## Extract final retraction notices

In this notebook, we shall extract retraction notices to be removed from all calculation. 

We will do so by:

1. Extracting retraction notices that were identified based on MAG
2. Removing from those that were matched to a record in RW (using our logic in 0e.process_paper_matching.ipynb)
3. We will save this difference so that we can:

    a. Remove these notices when identifying attrition year of authors
    
    b.

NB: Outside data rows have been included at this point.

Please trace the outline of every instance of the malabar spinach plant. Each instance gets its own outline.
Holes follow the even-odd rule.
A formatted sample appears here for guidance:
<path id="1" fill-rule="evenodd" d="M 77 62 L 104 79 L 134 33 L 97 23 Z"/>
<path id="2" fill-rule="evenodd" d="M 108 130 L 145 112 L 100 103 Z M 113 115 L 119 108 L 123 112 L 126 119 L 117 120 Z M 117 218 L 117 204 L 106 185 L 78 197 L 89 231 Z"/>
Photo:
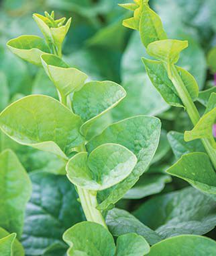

Remove these notices when calculating confounders (as the year of retraction was included)

In [1]:
# Importing relevant packages

import pandas as pd
import os
from config_reader import read_config

In [2]:
# Reading paths
paths = read_config()
RETRACTION_NOTICES_LOCAL_PATH = paths['RETRACTION_NOTICES_LOCAL_PATH']
PROCESSED_RW_MAG_FINAL_PAPER_MATCHES_LOCAL_PATH = paths['PROCESSED_RW_MAG_FINAL_PAPER_MATCHES_LOCAL_PATH']
OUTDIR = paths['PROCESSED_FOLDER_LOCAL']

In [16]:
df_notices = pd.read_csv(RETRACTION_NOTICES_LOCAL_PATH)
df_notices.head()

Unnamed: 0,PID,PaperTitle,OriginalTitle,PubYear,DocSubTypes
0,1591961241,notice of retraction a method of multi dimensi...,Notice of Retraction A method of multi-dimensi...,2010,Retraction Notice
1,1868656167,notice of retraction effect of asparagus polys...,Notice of Retraction Effect of Asparagus polys...,2010,Retraction Notice
2,2042025123,retraction note to therapeutic effects of metf...,Retraction Note to: Therapeutic effects of met...,2016,Retraction Notice
3,2050825760,retraction note to aging decreases rate of doc...,Retraction Note to: Aging decreases rate of do...,2013,Retraction Notice
4,2770316826,notice of retraction a study of the eye catchi...,Notice of Retraction A study of the eye-catchi...,2017,Retraction Notice


In [17]:
df_notices['PID'].nunique()

16115

In [18]:
magpids_rw_mag_matches = pd.read_csv(PROCESSED_RW_MAG_FINAL_PAPER_MATCHES_LOCAL_PATH)['MAGPID'].unique()
len(magpids_rw_mag_matches)

6187

In [20]:
# Now let us remove them

df_notices_postfiltering = df_notices[~df_notices['PID'].isin(magpids_rw_mag_matches)]
df_notices_postfiltering['PID'].nunique()

15892

In [22]:
# Saving

FILENAME = "retraction_notices_postfiltering"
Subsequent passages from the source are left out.